Meshpocket not charging past 87%

Not sure what’s going on. After doing a search on this problem, the only thing I found was something in the manual indicating I was supposed to initially take the charge all the way to zero and then fully charge it.

That sounds like something we had to worry about back in the days of NiCAD batteries, but not Lithium batteries. I rarely go through the manual when I get a new device?

What could be the problem?

This:

The combination of Meshtastic device (BLE MCU + LoRa Radio), power bank and wireless charger is sufficiently complex to warrant documentation which wasn’t written because someone in the Heltec office was bored.

The most likely explanation for cycling the battery is to calibrate the fuel gauge chip. The batteries will be shipped with ~70% charge, most likely as delivered by the battery company to Heltec manufacturing, so the battery % is meaningless until the device sees how much charge a full battery takes.

Thanks for the reply. The battery came almost empty. So this is more about bad calibration of the fuel gauge (because I didn’t RTFM)? Should I then assume it is actually taking a full charge, but just not reading as such?

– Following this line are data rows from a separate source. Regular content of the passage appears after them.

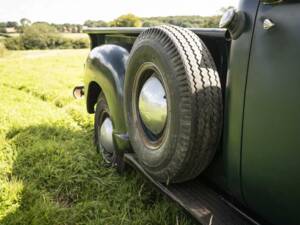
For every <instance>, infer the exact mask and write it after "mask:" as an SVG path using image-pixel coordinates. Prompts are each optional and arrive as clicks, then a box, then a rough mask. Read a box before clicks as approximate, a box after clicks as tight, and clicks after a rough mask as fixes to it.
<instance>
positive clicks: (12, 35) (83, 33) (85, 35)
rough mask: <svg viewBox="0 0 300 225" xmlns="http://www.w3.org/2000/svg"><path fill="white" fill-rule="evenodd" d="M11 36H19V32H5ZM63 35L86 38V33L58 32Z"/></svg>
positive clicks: (67, 36) (72, 37)
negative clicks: (10, 32) (67, 32)
mask: <svg viewBox="0 0 300 225" xmlns="http://www.w3.org/2000/svg"><path fill="white" fill-rule="evenodd" d="M7 35H9V36H11V37H18V36H20V34H19V33H13V34H7ZM60 35H62V36H63V37H66V38H72V39H78V38H88V35H87V34H85V33H60ZM0 38H4V37H3V36H0Z"/></svg>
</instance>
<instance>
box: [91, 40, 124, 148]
mask: <svg viewBox="0 0 300 225" xmlns="http://www.w3.org/2000/svg"><path fill="white" fill-rule="evenodd" d="M128 56H129V53H128V51H127V50H126V49H125V48H122V47H120V46H117V45H111V44H106V45H102V46H99V47H96V48H94V49H92V50H91V52H90V54H89V56H88V58H87V61H86V65H85V90H87V93H86V103H87V111H88V112H89V113H94V112H95V110H94V108H95V104H96V101H97V98H98V96H99V94H100V92H103V94H104V96H105V98H106V100H107V104H108V107H109V111H110V117H111V119H112V123H113V127H114V131H113V133H114V141H115V142H116V144H117V148H118V149H122V150H123V149H124V148H127V147H128V137H127V129H126V125H125V120H124V109H123V89H124V78H125V67H126V62H127V58H128ZM97 86H98V87H97ZM95 87H96V88H95Z"/></svg>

How can you tell? Until it’s calibrated, the unit is making a vaguely informed guess based on voltage which is based on lookup tables, many hours of R&D plus some secret sauce mostly made up of Horse Manure by PR depts.

No, this is more about NO calibration resulting in the fuel gauge chip not knowing the parameters of the battery it is monitoring. The fuel gauge doesn’t need calibrating.

You can, it’s highly likely, the drop off curve on LiPo’s makes the bottom half of the voltage measured very hard to put a % against. So as the battery would have some charge (storage is normally at 3.6V), you push some charge in, the battery gets full but the fuel gauge chip has only seen 87% and reports that. The gigantic market for battery monitoring has resulted in many low cost voltage sensing mechanisms that, well, need a bit of help getting the numbers right. Whereas more sophisticated coulomb counting gauges may report a %, but if the firmware of the device knows how big the battery is, between them they can report properly without having to empty & then fill up.

I ran extensive tests with a branded premium voltage sensing gauges along side a (different) branded premium coulomb counting gauge and an INA219 voltage/current sensing module with some solar panels this last summer. The voltage sensing unit curve was a big S - it was OK at the top & bottom of the capacity but only vaguely tracked the other sensors. They are better than nothing but they aren’t super accurate.

Given the unit is designed to charge your phone, just let it charge your phone until the MP is flat, your phone will be charged which will give you time to charge up the MP. Job done and you can move on to off-grid encrypted messaging with some reliable indication of state of charge.

Thank you so much for a very thorough explanation. I mean it. Whether or not I resolve this discrepancy, I will start by draining the battery while Qi charging my phone. I’ll then charge the Meshpocket for a long time with a fast charger.

Ultimately, I didn’t buy it to use as a battery bank so regardless of the battery level reading, I have a lovely Lora device whose charge lasts a long time.

I’m running BaseUI on it and I’m enjoying the experience.

Thanks again.

Drained it until I had to wake it from sleep multiple times just to get as far down as possible. Then plugged it in to charge. The led just now stopped flashing green and is solid green, indicating a full charge.

Reads 87%. Oh well.

Bummer.

Due to the screen not updating from the start and the stupidly small foil antenna, mine is so heavily customised that I can’t do a reset to test the out-the-box experience.